Researchers have created a new resource for studying mutational signatures in cell lines, which has already revealed that a key mutational fingerprint occurs in bursts.
A new resource which catalogues mutational signatures in over 1000 cell lines has been compiled by researchers as an aid to investigating the causes of mutations in cancer cells. The resource has already helped the team to discover that a key mutational signature occurs in bursts, dubbed ‘episodic mutagenesis’.
The DNA mutations that cause all cancers, can be identified within cells as unique mutational signatures, of which there are over 50. The nature of these signatures makes them difficult to study yet understanding their causes could be extremely important for oncologists.
Researchers from the Wellcome–Sanger Institute (UK), along with collaborators, recorded the genome sequences of 577 human cancer cell grafts and 1001 human cancer cell lines. They included the models most widely used in oncology research and created a catalogue of which signature could be found in which cell line. The findings were recently published in Cell.
“By annotating over a thousand publicly available cancer cell lines with information on mutational signatures, we have provided the largest ever resource for experimentally investigating the biological mechanisms underlying these signatures,” explained author Peter Campbell. “Now, researchers will be able to choose the right cell line to work with and systematically knock-out individual genes to study how this affects the generation of any mutational signature over time.”
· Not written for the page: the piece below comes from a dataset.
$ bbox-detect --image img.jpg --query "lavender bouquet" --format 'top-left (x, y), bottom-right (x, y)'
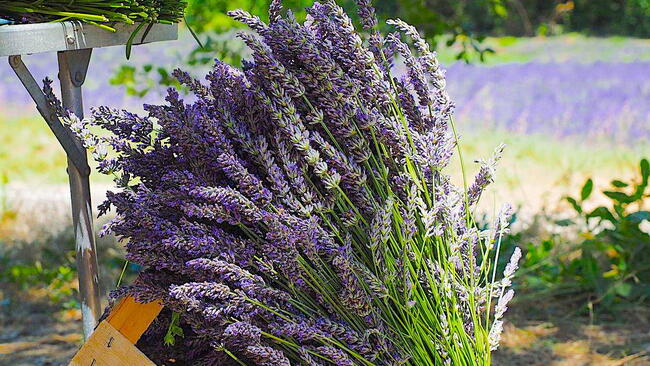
top-left (58, 0), bottom-right (521, 366)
The team then picked specific cell lines to study, and, possibly unsurprisingly, found that mutational signatures from external factors, such as UV light and smoking, stopped being created over time, whereas those signatures caused by internal cellular factors continued to be created at a steady rate. However, two very common mutational signatures appeared to switch on and off throughout the course of the experiment. The researchers called this ‘episodic mutagenesis’.
APOBEC, a gene-editing immune system protein, which causes mutations in viruses such as HIV, is the cause of mutational signatures found in more than 70% of cancers. It is as of yet unknown what activates APOBEC to attack the human genome instead of harmful viruses, but the new catalog could help researchers to investigate these mutations further.
First author Mia Petjak concluded: “We found that the signatures previously associated with APOBEC enzymes were the only mutations that came in bursts of activity. Cell lines that continue to generate APOBEC-associated, and other, signatures over time now provide us and other groups with a set of powerful tools to study root causes of human cancer – the origins of mutations.”